[Biojava-dev] The future of BioJava

Sat Sep 22 18:42:50 UTC 2007

Richard & Andy,

   1. I like the idea of making readers more pluggable, and Dozer
   definitely looks interesting.  Is this going to be supported via the Service
   Provider Interface approach (used by Taverna and other projects)?

   2. Andy brought up the point of people who create non-standard
   variations of EMBL-formatted files.  I was wondering if these files were
   created in programming languages other than Java?  If so, would those users
   be willing to use a Jython, JRuby, or a Perl-like scripting language like
   Sleep,?  This would allow them to use biojava as a library, and still use a
   scripting language whose syntax they were familiar with.  They would also be
   producing files in a more standardized format.  This might cut down on the
   number of parsing mistakes caused by "unsupported" file variations.  You can
   go to http://scripting.dev.java.net for more information on the
   scripting languages that the Java VM supports.

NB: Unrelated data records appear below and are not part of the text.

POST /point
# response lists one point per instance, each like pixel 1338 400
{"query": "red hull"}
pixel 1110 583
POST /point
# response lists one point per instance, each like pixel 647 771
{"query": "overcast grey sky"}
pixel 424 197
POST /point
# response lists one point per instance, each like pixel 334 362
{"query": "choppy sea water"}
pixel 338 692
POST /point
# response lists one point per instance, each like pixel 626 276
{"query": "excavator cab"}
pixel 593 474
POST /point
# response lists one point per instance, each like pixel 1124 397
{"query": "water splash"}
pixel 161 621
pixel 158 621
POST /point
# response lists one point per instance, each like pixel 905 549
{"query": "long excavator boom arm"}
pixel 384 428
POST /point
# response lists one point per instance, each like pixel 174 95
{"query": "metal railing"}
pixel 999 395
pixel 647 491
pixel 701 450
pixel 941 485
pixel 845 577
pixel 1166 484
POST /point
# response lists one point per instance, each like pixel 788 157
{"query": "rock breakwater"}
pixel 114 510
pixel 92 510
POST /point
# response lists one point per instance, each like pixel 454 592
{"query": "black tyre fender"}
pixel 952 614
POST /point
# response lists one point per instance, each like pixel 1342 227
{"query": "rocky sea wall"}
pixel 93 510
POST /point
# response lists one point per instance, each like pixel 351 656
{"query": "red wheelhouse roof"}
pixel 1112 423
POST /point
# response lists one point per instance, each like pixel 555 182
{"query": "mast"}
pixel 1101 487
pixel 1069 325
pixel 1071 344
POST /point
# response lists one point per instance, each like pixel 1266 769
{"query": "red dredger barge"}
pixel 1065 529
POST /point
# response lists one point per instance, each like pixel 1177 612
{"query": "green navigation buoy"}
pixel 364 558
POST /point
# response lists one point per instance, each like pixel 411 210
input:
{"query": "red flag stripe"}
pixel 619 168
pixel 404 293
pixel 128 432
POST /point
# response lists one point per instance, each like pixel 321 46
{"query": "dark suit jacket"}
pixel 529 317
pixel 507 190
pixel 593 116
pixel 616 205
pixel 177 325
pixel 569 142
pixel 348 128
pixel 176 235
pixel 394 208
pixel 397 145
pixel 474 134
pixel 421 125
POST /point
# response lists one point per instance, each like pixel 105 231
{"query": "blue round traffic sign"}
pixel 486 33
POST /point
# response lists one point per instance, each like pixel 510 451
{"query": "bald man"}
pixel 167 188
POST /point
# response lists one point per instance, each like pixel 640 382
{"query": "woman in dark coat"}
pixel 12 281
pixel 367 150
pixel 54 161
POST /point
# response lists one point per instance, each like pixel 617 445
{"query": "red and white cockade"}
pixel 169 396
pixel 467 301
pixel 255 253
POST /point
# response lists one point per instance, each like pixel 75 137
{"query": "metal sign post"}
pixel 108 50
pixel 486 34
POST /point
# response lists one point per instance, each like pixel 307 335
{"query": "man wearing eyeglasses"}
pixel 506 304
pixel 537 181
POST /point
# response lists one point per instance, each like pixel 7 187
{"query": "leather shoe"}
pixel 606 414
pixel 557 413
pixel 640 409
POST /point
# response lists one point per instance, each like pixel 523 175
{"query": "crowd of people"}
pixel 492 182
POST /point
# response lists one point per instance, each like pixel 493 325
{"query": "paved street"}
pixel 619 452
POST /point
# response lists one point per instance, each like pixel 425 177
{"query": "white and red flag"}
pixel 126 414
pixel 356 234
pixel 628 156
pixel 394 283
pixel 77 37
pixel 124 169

   3. Was there any reason why non-standard files were being created?
   Perhaps some use-case not being covered?

   4. If BioJava is split up into a variety of smaller JARs, how would
   you insure that the users had all of the JARs that they needed?  Would an
   installer be provided to allow users to select groups of JARs?  There are a
   number of open source installers that would make this process easier.  Using
   Maven is suitable if you're a developer, if you're a scripter it's a little
   more difficult to deal with.

   5. Are there any thoughts about using a templating system like
   Velocity, FreeMarker or JST?  This would make it easier to insure that files
   were produced in a standard fashion.  It would also make it easier to
   maintain support for writing files in different file formats.

   6. When it comes to unit testing and continuous building, is the
   bio*.org server going to handle that automated build & burn, or is someone
   in the group going to have to do it?  I think the inability to have the
   build setup on the server had us stymied before.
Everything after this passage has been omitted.